Organic or Intensive?

Is organic food more ethical than intensively produced food?

Here are some Druidic opinions, what are yours?  Please send them to the ethical coroinator for sharing within the ethical debate pages.

Cathi Yarrow : Yes, most of the time. But if organic production is done with the same mindset as intensive production - that is, for profit alone, then it's no more ethical although physically it may be better for the earth. If we buy organic from supermarkets rather than support local non-organically certified producers (who may still be growing organically) then it's no more ethical, and just as self-obsessed. Food produced with love and honour is always best. And food produced with love, honour, organically and biodynamically is just tops!

Hrafn : Organic would be my preference, but it is hardly ethical to not feed people, and practically that means intensive agriculture.

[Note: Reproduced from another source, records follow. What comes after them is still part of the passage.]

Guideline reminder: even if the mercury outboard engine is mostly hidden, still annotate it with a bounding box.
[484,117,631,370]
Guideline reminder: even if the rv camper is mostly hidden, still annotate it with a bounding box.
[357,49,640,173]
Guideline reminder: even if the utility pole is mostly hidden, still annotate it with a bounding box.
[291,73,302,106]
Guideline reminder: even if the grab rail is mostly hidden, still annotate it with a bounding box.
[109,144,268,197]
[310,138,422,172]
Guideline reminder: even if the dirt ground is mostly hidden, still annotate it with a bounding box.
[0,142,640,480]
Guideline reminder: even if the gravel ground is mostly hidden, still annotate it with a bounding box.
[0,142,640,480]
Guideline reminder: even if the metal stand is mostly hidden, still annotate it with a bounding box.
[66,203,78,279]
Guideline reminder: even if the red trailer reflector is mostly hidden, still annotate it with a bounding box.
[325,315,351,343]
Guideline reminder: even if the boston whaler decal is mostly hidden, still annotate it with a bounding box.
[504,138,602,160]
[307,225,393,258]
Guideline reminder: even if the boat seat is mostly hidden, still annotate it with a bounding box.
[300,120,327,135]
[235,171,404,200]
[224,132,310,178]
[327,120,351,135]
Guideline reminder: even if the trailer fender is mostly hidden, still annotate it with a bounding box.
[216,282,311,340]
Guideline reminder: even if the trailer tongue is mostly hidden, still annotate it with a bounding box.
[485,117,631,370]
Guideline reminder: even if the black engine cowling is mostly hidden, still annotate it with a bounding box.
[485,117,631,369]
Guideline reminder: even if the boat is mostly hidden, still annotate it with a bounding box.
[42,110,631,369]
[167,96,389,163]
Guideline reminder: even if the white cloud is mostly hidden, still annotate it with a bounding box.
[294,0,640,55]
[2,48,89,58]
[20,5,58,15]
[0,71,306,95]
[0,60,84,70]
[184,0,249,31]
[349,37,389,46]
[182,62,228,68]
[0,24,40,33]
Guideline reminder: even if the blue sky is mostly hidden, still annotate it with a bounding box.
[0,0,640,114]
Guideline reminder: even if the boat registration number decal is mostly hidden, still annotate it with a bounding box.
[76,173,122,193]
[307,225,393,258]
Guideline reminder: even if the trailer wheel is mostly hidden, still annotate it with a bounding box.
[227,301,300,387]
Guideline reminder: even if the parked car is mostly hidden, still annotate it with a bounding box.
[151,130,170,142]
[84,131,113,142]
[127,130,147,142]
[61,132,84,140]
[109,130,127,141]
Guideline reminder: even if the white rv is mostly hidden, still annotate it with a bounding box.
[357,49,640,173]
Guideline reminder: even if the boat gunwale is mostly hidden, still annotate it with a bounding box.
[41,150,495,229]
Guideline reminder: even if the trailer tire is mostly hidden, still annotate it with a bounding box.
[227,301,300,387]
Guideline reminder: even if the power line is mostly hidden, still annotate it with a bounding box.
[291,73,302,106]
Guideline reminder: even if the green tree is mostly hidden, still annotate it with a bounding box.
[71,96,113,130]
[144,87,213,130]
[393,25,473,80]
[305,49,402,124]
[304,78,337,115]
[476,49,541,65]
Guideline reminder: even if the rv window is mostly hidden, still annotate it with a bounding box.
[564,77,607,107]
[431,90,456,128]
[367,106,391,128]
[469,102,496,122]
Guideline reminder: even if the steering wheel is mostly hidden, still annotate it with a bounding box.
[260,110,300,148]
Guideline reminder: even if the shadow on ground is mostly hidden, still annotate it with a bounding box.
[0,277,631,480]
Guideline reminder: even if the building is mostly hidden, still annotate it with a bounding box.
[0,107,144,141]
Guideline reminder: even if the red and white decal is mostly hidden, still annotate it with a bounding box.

Willowwind : From the point of sustainability, long term use of chemical fertilizer kills the organic component in the soil (all the little beasties that make the exchange of nutrients between soil and plant happen). This is known at all the soil science departments at all the universities in the US. My own alma mater is a land grant university with a huge agricultural department and they have known this for years. They teach it to their regular students and they teach it to their Master Gardener program. Once the organic component is dead, the soil is dead. It won't matter how many tons of chemical nitrogen you dump on it, it will no longer produce unless you can somehow re-introduce the organisms - by organic methods like compost. Organic is not just a matter of ethics. It's a matter of long term necessity. Why is chemical fertilizer still the norm in commercial farming? Pure short term economics. Which we will all pay for in the long run.